Ivory Coast will refund exporters and processors buying undersized beans from June 17 to July 31, industry regulator Le Conseil du Cafe-Cacao said today. The move comes after farmers said they weren’t able to sell supplies because dry weather left beans too small to meet minimum requirements. Growers are now harvesting the smaller of the two annual crops that runs from April to September. The nation is the world’s top producer.
“This will allow more exportable beans to be sold,” Joe Mallaney, the managing director of soft commodities for Newedge USA LLC in New York, said in an e-mail. “Look for exporters to become more active on the auction system.”
Cocoa for delivery in September declined 2.5 percent to settle at $2,253 a metric ton at 12:02 p.m. on ICE Futures U.S. in New York. Prices fell 4.9 percent this week.

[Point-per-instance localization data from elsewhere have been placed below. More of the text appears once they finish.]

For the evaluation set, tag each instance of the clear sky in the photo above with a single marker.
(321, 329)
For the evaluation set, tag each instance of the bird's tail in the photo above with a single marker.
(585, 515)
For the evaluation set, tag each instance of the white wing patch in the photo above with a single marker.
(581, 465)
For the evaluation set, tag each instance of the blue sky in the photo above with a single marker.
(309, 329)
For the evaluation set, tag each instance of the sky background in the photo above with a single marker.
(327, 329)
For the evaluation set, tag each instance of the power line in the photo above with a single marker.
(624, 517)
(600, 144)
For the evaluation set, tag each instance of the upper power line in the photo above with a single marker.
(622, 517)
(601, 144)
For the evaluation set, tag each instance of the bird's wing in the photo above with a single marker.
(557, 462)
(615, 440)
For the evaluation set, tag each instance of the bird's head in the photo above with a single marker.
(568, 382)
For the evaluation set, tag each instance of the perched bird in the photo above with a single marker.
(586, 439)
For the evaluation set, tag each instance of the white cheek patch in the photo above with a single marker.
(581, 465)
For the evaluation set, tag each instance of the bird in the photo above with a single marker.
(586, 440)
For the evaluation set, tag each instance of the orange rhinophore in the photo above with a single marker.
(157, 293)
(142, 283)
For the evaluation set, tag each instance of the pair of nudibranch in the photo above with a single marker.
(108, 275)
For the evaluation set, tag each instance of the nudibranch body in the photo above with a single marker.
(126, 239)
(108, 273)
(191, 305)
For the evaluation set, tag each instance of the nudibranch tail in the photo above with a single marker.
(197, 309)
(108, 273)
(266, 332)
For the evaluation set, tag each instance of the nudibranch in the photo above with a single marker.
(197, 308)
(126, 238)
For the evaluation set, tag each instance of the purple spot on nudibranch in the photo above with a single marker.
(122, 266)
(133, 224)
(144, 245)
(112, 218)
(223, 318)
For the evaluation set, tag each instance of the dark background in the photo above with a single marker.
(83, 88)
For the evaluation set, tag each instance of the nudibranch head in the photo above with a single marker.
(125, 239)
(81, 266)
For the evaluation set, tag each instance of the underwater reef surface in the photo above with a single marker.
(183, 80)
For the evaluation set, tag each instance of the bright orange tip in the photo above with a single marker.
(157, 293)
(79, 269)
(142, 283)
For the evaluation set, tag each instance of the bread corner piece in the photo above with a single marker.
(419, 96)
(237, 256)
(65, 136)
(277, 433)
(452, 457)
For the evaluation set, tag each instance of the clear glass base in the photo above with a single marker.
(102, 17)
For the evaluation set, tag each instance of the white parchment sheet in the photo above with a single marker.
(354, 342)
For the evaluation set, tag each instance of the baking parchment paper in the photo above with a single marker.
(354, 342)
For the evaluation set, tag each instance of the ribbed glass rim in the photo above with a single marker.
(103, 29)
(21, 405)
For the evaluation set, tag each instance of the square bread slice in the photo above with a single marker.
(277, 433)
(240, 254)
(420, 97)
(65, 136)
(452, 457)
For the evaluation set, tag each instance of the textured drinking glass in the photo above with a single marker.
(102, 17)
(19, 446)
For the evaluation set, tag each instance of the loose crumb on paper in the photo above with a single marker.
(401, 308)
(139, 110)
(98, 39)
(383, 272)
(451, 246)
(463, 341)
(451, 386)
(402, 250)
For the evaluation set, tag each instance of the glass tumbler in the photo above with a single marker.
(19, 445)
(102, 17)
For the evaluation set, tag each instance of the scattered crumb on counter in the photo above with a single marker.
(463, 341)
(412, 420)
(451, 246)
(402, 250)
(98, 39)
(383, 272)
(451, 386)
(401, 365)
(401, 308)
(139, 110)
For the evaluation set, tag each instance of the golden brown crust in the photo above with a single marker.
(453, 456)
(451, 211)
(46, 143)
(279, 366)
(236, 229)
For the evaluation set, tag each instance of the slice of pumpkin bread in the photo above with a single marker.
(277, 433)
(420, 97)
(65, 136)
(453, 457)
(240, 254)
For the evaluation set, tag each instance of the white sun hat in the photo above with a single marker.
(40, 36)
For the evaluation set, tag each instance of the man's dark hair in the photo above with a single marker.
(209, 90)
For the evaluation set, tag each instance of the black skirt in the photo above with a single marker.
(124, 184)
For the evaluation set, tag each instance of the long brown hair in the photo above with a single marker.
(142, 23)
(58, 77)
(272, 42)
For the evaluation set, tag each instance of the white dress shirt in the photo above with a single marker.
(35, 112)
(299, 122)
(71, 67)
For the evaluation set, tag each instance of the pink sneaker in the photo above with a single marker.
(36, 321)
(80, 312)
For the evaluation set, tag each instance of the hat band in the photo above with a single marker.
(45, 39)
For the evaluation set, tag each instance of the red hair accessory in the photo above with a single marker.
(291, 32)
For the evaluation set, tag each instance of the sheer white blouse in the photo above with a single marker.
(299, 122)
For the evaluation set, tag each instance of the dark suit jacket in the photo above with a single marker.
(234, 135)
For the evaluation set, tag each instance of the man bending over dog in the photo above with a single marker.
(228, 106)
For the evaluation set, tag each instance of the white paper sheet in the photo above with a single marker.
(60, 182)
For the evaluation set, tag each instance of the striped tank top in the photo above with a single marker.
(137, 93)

Arabica-coffee futures for delivery in September slid 1.3 percent to $1.238 a pound. Prices fell for a fifth straight week, the longest rout since November.
Raw-sugar futures for delivery in October jumped 3.4 percent to 17.09 cents a pound, the biggest gain for a most-active contract since Nov. 19.
In the first half of May, millers in Brazil’s Center South used 58 percent of all cane crushed to make ethanol, up from 52 percent a year earlier, data from industry group Unica show. The nation is the world’s biggest cane grower. Sugar prices have dropped 12 percent this year, outpacing a 9.5 percent decline for ethanol futures traded in Brazil.
Brazilian “mills can make a little more money producing ethanol right now,” Jack Scoville, a vice president for Price Futures Group in Chicago, said in an telephone interview.
Cotton futures for December delivery advanced 0.3 percent to 89.44 cents a pound. Orange-juice futures for July delivery increased 0.9 percent to $1.47 a pound.